Configuration allows to define the external tools and set some limitations to control memory usage. The sections are:
docspell.joex.extraction
docspell.joex.text-analysis
docspell.joex.convert
Options to external commands can use variables that are replaced by
values at runtime. Variables are enclosed in double braces {{…}}
.
Please see the default configuration for what variables exist per
command.
Classification
In text-analysis.classification
you can define how many documents at
most should be used for learning. The default settings should work
well for most cases. However, it always depends on the amount of data
and the machine that runs joex. For example, by default the documents
to learn from are limited to 600 (classification.item-count
) and
every text is cut after 5000 characters (text-analysis.max-length
).
This is fine if most of your documents are small and only a few are
near 5000 characters). But if all your documents are very large, you
probably need to either assign more heap memory or go down with the
limits.
Classification can be disabled, too, for when it's not needed.
NLP
This setting defines which NLP mode to use. It defaults to full
,
which requires more memory for certain languages (with the advantage
of better results). Other values are basic
, regexonly
and
disabled
. The modes full
and basic
use pre-defined lanugage
models for procesing documents of languaes German, English, French and
Spanish. These require some amount of memory (see below).
The mode basic
is like the "light" variant to full
. It doesn't use
all NLP features, which makes memory consumption much lower, but comes
with the compromise of less accurate results.
The mode regexonly
doesn't use pre-defined lanuage models, even if
available. It checks your address book against a document to find
metadata. That means, it is language independent. Also, when using
full
or basic
with lanugages where no pre-defined models exist, it
will degrade to regexonly
for these.
The mode disabled
skips NLP processing completely. This has least
impact in memory consumption, obviously, but then only the classifier
is used to find metadata (unless it is disabled, too).
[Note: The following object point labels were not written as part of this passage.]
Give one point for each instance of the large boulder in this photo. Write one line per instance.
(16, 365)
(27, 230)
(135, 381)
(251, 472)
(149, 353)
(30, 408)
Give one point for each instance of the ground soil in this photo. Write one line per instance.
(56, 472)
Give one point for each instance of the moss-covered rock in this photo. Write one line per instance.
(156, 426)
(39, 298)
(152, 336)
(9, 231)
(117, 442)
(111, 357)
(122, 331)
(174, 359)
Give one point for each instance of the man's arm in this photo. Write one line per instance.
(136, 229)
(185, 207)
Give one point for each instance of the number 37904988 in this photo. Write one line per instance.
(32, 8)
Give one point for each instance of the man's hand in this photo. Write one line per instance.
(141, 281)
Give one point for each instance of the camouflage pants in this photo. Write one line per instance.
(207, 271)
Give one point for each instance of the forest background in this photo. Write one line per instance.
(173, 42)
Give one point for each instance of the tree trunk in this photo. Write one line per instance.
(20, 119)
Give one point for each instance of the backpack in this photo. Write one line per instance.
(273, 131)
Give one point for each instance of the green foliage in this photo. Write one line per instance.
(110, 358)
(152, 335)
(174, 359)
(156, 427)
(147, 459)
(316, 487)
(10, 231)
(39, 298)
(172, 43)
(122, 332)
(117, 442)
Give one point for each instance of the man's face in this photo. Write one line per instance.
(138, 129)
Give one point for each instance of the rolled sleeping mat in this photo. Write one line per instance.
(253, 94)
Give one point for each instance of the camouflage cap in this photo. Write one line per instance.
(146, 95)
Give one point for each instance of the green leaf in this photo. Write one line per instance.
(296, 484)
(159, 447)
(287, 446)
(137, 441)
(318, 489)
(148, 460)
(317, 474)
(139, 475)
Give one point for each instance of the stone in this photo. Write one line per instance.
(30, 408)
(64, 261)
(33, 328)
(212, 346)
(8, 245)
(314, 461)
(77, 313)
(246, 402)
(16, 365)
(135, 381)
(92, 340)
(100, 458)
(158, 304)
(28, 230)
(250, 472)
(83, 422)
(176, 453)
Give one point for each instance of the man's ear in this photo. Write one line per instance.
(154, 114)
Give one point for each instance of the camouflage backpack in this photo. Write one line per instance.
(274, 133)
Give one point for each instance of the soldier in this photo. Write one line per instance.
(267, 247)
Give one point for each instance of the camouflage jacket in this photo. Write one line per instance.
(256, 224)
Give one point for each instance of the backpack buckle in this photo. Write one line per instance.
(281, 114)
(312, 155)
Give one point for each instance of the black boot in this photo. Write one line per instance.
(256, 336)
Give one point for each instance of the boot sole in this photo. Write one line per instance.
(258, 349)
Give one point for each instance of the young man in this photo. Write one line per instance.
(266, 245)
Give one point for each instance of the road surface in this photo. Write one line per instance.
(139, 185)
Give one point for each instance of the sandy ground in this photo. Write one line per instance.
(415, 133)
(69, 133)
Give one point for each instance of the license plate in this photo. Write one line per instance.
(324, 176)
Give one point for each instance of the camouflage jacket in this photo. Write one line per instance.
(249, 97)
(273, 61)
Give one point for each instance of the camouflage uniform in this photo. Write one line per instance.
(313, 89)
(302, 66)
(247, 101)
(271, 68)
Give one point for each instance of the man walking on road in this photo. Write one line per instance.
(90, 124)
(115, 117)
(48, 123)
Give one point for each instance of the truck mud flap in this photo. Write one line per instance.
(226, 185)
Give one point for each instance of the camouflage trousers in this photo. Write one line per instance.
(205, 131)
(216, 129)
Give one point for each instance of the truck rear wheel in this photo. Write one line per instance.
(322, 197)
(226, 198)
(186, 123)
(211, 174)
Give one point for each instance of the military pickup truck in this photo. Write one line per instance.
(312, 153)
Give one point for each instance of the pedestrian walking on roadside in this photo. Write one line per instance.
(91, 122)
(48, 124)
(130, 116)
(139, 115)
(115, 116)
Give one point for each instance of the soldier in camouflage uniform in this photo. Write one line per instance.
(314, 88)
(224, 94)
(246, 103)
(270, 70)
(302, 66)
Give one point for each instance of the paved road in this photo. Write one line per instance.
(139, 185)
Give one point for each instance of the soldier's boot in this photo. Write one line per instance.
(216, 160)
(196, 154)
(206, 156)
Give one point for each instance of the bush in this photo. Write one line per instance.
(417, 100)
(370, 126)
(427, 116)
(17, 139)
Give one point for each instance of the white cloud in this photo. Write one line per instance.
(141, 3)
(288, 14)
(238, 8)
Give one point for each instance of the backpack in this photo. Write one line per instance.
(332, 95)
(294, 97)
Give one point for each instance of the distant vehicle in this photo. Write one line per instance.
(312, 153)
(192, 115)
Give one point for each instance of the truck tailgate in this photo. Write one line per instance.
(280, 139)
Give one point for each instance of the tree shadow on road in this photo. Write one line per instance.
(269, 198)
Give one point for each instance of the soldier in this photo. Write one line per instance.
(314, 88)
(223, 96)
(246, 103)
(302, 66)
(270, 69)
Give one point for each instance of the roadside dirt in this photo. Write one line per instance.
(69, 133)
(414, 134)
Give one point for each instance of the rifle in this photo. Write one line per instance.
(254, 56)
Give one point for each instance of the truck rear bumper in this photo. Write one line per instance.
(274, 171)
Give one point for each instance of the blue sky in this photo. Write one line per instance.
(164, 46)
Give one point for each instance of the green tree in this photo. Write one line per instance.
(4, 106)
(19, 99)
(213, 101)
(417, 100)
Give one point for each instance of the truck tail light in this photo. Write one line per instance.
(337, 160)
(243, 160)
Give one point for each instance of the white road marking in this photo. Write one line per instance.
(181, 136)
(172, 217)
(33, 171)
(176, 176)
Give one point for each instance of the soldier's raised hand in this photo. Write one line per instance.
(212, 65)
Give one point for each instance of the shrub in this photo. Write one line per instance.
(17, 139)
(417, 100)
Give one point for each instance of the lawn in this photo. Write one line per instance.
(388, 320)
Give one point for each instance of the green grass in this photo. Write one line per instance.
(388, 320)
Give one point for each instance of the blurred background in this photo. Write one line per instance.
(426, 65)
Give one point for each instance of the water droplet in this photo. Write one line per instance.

You might want to try different modes and see what combination suits best your usage pattern and machine running joex. If a powerful machine is used, simply leave the defaults. When running on an raspberry pi, for example, you might need to adjust things.
Memory Usage
The memory requirements for the joex component depends on the document
language and the enabled features for text-analysis. The nlp.mode
setting has significant impact, especially when your documents are in
German. Here are some rough numbers on jvm heap usage (the same file
was used for all tries):
nlp.mode | English | German | French |
---|---|---|---|
full | 420M | 950M | 490M |
basic | 170M | 380M | 390M |
Note that these are only rough numbers and they show the maximum used heap memory while processing a file.
When using mode=full
, a heap setting of at least -Xmx1400M
is
recommended. For mode=basic
a heap setting of at least -Xmx500M
is
recommended.
Other languages can't use these two modes, and so don't require this
amount of memory (but don't have as good results). Then you can go
with less heap. For these languages, the nlp mode is the same as
regexonly
.
Training the classifier is also memory intensive, which solely depends on the size and number of documents that are being trained. However, training the classifier is done periodically and can happen maybe every two weeks. When classifying new documents, memory requirements are lower, since the model already exists.
More details about these modes can be found here.
The restserver component is very lightweight, here you can use defaults.